Wednesday, January 12, 2011

Anti-Dumping Issues with India Rekindled

As the Sultanate continues to further diversify the national economy beyond oil and gas, Omani businesses are discovering that their export success depends not just on their ability to deliver quality products, but also on their ability to navigate the import laws of the foreign countries in which they seek to sell.

As reported recently in the Omani press, India has again imposed anti-dumping duties on imports of polypropylene from Oman. This rekindles an issue that has flared up from time to time over the past several years, as India has imposed these duties on Oman, Saudi Arabia and other polypropylene-producing nations.

Anti-dumping duties, such as India’s, are import taxes that are intended to raise the price of imported goods being sold at below-market costs up to the true market cost of the goods. The premise for anti-dumping laws and duties is that even nations committed to free international trade have the right to protect their domestic industries against foreign sellers that are willing to sell goods at a below-cost basis (ie, “dumping” the goods).
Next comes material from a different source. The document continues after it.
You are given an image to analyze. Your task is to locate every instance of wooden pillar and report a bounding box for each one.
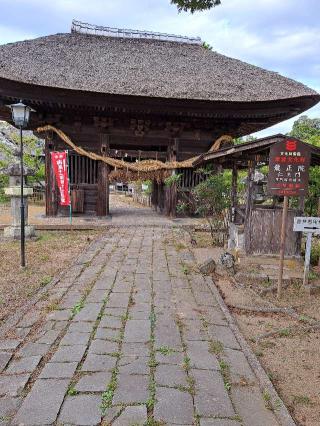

There are a variety of reasons why some exporters may be willing to sell their goods at cut-rate prices or even below cost: they may be attempting to build their market share or drive competitors out of business; alternatively, they may be receiving subsidies from their home country governments.

The argument stated above is, in any case, the theoretical economic foundation for anti-dumping duties. Nations also may impose anti-dumping duties to protect the comfortable monopolistic or oligopolistic positions of domestic firms that are well-connected with the nation’s political establishment. In practice, many anti-dumping duties likely involve a mix of economic and political considerations. As Oman’s delegation of government and trade officials heads to India to attempt to resolve this issue, it should provide an opportunity for Omani diplomatic prowess to shine.